‘It’s what we needed’: Countdown begins on Regina Bypass completion
The countdown to finishing the Regina Bypass is officially on, a project that began in 2014.
If everything goes as plan, the bypass will be fully open to the public by the end of October.
“Contractually, I’ve got to open this thing and hand it over by the end of October and that’s what we’re shooting for,” said Justin Churko, Regina Bypass Designer Builders (RBDB) deputy director.
As of now, parts of the bypass north of Arcola towards Balgonie are open.
A small portion of the west bypass is now accessible, along with the Dewdney overpass, which opened this past week.
All the way from Highway 33 circling down Regina to the northwest corner at Highway 11 is where the final tying point is.
“Overall, we’re really happy with what we’ve been able to accomplish. You run into bumps along the way, but we’ve been able to overcome all those,” Churko said.
“We’ll be in a very good position in terms of hand over and opening this fall.”
It’s news truck drivers are happy to hear.
WATCH (May 2019): Regina Bypass on budget and on track for October completion
“Thank you very much for doing the bypass, that was necessary, really it’s what we needed,” Kaz Muda said.
“You can just bypass the city and save a lot of time, not having to slow down, and speed up again and fight with the traffic,” Wayne Francis said.
It’s not just the trucking industries that are looking forward to the completion of the bypass, residents are also anticipating the effect it’s going to have on the flow of traffic.
“Those big semis come through here all the time, and that’s not necessary.
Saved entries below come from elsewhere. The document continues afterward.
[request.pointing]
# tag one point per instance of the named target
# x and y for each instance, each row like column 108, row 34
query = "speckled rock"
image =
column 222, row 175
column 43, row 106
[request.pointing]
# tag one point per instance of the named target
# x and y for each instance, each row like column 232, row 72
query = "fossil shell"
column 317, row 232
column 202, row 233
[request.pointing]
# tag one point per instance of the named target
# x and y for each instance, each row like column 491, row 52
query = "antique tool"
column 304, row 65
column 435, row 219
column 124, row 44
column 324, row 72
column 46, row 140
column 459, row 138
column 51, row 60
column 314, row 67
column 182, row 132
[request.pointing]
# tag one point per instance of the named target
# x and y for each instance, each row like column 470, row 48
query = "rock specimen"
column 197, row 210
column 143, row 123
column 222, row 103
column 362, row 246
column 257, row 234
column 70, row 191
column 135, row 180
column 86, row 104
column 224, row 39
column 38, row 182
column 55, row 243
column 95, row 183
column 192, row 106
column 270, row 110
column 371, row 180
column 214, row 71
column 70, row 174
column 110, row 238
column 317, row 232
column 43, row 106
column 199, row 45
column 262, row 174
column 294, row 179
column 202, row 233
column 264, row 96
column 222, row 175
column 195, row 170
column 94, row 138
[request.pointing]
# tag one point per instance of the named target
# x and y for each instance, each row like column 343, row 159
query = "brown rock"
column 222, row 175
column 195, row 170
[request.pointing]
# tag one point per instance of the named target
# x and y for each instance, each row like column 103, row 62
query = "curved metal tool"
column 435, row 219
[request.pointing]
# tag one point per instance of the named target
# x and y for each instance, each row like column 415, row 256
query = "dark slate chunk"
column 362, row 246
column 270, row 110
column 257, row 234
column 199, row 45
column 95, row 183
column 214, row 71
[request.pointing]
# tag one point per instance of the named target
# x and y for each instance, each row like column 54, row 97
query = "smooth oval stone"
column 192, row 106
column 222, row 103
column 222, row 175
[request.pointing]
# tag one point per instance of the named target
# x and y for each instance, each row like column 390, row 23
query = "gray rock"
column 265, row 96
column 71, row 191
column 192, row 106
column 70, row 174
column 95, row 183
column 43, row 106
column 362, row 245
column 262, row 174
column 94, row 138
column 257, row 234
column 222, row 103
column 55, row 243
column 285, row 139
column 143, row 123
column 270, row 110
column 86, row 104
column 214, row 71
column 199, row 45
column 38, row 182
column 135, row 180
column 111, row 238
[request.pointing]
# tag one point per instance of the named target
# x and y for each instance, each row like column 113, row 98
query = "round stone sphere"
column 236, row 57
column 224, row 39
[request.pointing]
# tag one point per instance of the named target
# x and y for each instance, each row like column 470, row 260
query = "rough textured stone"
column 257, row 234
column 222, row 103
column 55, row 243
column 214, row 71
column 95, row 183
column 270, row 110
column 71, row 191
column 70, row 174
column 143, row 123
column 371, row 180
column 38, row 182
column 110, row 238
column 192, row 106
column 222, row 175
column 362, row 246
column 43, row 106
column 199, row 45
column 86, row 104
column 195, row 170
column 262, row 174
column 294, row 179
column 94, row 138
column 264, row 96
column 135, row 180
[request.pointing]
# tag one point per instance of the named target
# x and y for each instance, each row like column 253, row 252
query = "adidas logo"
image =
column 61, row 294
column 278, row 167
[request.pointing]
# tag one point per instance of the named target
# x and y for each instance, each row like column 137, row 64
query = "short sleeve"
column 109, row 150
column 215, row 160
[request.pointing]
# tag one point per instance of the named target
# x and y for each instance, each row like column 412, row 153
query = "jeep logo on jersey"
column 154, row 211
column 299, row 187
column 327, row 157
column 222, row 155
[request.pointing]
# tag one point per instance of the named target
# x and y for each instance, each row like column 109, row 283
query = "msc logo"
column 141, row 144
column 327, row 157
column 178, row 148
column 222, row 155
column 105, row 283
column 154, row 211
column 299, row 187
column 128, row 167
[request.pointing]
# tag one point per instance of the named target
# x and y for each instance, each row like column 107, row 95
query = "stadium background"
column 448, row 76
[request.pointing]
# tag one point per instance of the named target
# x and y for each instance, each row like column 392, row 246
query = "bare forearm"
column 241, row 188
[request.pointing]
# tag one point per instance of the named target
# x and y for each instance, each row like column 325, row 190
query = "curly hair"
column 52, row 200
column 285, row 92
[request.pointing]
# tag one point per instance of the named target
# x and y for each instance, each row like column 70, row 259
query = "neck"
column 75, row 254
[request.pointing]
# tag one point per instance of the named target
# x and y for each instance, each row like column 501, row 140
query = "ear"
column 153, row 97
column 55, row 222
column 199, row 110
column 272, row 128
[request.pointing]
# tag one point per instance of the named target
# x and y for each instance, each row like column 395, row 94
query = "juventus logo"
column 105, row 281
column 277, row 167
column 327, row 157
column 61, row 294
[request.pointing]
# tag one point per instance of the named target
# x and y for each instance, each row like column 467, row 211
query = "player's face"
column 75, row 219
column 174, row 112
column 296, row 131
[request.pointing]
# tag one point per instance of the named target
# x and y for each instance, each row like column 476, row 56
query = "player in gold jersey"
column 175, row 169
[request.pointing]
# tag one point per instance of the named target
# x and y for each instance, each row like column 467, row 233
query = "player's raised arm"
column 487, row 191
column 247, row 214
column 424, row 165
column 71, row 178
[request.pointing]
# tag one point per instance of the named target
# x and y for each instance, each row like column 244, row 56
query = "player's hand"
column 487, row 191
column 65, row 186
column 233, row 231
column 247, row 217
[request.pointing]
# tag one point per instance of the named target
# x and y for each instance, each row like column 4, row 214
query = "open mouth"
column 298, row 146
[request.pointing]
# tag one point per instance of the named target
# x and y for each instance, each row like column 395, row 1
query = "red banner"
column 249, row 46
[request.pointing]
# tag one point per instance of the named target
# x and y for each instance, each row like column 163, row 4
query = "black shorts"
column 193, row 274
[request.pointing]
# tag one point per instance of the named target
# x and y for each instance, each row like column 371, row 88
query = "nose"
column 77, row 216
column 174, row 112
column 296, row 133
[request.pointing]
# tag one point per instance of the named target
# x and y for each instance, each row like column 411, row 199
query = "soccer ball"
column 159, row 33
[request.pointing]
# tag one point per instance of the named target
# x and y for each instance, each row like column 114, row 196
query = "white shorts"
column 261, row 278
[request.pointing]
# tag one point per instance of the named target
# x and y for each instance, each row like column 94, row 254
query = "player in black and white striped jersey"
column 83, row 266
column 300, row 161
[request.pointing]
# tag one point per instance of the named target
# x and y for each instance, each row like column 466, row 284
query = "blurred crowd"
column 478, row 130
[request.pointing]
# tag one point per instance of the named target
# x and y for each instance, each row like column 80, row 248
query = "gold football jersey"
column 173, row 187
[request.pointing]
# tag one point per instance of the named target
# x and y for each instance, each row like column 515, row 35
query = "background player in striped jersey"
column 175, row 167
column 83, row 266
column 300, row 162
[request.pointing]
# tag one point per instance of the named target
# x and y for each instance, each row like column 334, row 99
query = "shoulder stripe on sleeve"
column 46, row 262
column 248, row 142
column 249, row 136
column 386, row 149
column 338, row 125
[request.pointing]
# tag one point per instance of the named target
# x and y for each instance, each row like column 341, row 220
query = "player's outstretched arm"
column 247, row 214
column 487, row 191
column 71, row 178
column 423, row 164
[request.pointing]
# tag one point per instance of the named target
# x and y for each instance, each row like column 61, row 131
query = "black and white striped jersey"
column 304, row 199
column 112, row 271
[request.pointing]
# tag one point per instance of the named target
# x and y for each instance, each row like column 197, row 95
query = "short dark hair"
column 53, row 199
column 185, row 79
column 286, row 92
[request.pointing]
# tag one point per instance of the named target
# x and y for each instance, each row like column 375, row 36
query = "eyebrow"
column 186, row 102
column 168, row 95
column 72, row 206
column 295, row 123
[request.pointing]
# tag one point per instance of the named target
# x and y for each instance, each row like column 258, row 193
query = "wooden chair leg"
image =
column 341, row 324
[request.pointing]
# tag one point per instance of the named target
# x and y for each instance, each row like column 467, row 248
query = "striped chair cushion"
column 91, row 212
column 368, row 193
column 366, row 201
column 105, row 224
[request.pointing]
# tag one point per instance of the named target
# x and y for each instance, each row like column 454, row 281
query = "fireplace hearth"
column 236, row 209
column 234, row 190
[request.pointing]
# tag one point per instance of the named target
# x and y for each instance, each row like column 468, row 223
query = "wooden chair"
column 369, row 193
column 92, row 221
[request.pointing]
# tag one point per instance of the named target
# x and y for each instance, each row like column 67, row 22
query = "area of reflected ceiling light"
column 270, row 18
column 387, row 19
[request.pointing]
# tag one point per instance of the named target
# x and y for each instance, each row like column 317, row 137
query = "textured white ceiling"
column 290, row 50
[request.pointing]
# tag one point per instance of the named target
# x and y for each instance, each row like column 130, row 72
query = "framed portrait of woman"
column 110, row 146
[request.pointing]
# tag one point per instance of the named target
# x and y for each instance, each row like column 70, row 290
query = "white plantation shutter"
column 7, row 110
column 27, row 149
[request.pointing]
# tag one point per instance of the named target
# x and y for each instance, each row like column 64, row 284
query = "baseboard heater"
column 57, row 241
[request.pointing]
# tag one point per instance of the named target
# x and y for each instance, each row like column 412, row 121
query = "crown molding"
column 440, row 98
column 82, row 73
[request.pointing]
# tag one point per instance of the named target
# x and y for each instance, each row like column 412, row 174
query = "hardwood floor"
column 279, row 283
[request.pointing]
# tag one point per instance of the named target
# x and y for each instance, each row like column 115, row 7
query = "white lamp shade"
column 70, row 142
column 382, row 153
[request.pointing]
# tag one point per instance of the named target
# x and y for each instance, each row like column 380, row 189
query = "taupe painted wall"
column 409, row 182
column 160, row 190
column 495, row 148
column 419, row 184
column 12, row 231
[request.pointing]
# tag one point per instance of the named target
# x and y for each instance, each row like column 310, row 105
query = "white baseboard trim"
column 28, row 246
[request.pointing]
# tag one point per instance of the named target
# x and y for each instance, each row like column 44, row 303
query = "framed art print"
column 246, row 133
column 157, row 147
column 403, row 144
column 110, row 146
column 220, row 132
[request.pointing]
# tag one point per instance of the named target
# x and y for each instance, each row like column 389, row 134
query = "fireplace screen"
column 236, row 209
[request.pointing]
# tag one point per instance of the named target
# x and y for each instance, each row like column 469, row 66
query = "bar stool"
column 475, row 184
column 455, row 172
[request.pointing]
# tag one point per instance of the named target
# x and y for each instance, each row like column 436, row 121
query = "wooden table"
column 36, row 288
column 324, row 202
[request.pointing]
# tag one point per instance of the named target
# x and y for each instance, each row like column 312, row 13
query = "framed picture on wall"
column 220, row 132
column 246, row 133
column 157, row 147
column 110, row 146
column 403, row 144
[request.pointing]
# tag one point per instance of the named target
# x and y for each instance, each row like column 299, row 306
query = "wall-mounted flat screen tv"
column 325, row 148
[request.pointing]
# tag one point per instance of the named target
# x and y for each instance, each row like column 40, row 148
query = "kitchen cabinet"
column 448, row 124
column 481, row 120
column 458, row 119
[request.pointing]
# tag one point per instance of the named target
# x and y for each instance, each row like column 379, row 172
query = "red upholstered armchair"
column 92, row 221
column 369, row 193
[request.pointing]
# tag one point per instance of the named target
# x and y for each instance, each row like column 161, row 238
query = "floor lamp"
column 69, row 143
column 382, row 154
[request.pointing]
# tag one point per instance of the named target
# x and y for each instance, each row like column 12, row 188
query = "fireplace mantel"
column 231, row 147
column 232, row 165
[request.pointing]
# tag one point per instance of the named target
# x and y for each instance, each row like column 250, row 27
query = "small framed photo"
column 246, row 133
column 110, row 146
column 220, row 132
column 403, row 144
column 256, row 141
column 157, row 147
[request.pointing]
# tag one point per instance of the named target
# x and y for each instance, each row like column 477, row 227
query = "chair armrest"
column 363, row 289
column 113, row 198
It will be nice to have them go around the city,” Harold Lutzer said.
Churko said they’re about 75 per cent done in terms of paving, which means they’re shifting focus to off-road finishes; things like signage, top soiling, line painting and rumble strips.
The recent heat has been a concern Churko said, but it isn’t slowing down their progress.
“We’re in pretty good condition in terms of where infrastructure has been built to, so the impact of weather has had a smaller effect,” Churko said.
Churko calls the Regina bypass a world-class design, and something the city and province should be proud of.